The question I have now after reading this paper (which was really insightful) is do the models really get worse under load, or do they just have a higher variance? It seems like the latter is what we should expect, not it getting worse, but absent load data we can't really know.

altcognito 2 hours ago | parent | prev | next [-]

Explain this though. The code is deterministic, even if it relies on pseudo random number generation. It doesn't just happen, someone has to make a conscious decision to force a different code path (or model) if the system is loaded.

minimaltom 44 minutes ago | parent | next [-]

Its not deterministic. Any individual floating point mul/add is deterministic, but in a GPU these are all happening in parallel and the accumulation is in the order they happen to complete.

When you add A then B then C, you get a different answer than C then A then B, because floating point, approximation error, subnormals etc.

chrisjj an hour ago | parent | prev | next [-]

Not deterministic. https://thinkingmachines.ai/blog/defeating-nondeterminism-in...

FL33TW00D an hour ago | parent | prev | next [-]

It takes a different code path for efficiency.

e.g

if (batch_size > 1024): kernel_x else: kernel_y

pertymcpert an hour ago | parent | prev [-]

Floating point math isn't associative for operations that are associative in normal math.

measurablefunc 39 minutes ago | parent [-]
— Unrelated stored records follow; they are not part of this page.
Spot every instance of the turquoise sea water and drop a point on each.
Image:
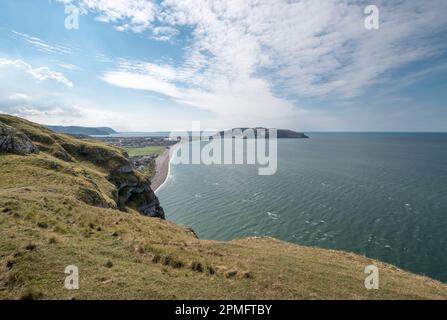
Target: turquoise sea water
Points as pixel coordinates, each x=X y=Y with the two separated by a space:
x=382 y=195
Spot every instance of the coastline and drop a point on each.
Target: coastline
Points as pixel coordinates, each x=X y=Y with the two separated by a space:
x=162 y=169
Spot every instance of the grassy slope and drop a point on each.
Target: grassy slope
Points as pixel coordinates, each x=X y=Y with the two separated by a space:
x=45 y=226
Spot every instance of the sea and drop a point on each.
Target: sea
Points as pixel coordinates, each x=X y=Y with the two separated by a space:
x=382 y=195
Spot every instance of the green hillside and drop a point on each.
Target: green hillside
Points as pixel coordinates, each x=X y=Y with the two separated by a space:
x=65 y=201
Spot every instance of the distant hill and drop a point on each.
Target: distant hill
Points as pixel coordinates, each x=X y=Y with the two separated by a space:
x=281 y=133
x=89 y=131
x=65 y=201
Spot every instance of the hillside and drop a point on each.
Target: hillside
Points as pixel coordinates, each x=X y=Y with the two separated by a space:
x=88 y=131
x=65 y=201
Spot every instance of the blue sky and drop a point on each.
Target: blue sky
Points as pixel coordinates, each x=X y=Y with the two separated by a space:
x=143 y=65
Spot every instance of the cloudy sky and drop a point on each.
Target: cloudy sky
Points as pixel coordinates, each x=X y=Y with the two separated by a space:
x=150 y=65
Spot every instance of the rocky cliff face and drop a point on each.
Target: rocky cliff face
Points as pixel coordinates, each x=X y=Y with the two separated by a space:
x=131 y=189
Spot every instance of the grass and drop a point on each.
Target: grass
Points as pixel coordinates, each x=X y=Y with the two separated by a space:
x=45 y=225
x=146 y=151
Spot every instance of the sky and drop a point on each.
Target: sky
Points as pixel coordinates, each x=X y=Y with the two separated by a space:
x=158 y=65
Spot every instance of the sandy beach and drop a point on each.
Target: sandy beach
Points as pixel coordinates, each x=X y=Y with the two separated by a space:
x=161 y=169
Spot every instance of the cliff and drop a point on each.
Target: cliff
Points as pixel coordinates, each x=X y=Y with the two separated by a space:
x=66 y=202
x=102 y=174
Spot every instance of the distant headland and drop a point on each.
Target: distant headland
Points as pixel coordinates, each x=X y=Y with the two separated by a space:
x=88 y=131
x=281 y=133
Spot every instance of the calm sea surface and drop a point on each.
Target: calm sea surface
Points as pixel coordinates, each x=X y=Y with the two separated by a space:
x=381 y=195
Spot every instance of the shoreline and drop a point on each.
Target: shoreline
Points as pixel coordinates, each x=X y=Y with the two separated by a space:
x=162 y=169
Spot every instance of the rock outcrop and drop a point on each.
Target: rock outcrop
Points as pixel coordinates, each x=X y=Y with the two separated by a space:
x=132 y=190
x=14 y=141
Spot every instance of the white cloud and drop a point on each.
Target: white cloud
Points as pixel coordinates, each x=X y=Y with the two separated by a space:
x=134 y=15
x=42 y=45
x=40 y=73
x=248 y=55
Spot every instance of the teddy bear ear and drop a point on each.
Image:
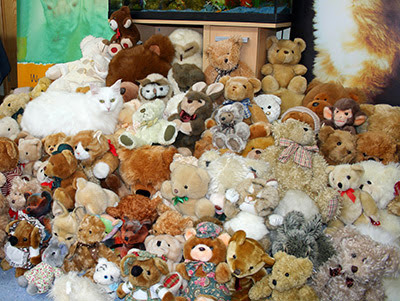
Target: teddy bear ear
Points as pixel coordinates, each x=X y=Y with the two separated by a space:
x=225 y=237
x=271 y=40
x=256 y=83
x=35 y=238
x=161 y=265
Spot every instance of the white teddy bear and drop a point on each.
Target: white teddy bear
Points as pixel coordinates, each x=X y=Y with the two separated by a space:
x=149 y=127
x=92 y=68
x=270 y=104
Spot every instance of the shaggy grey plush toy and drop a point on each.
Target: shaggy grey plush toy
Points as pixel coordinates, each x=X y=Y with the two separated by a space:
x=302 y=238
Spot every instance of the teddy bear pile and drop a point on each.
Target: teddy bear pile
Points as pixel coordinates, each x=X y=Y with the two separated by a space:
x=211 y=185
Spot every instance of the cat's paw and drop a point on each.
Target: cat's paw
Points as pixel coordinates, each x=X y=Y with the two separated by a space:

That would just add up to statistical noise instead of 10% degradation over a week.

stefan_ 16 minutes ago | parent | prev [-]

The primary (non malicious, non stupid) explanation given here is batching. But I think you would find looking at large-scale inference the batch sizes being ran on any given rig are fairly static - there is a sweet spot for any given model part ran individually between memory consumption and GPU utilization, and generally GPUs do badly at job parallelism.

I think the more likely explanation is again with the extremely heterogeneous compute platforms they run on.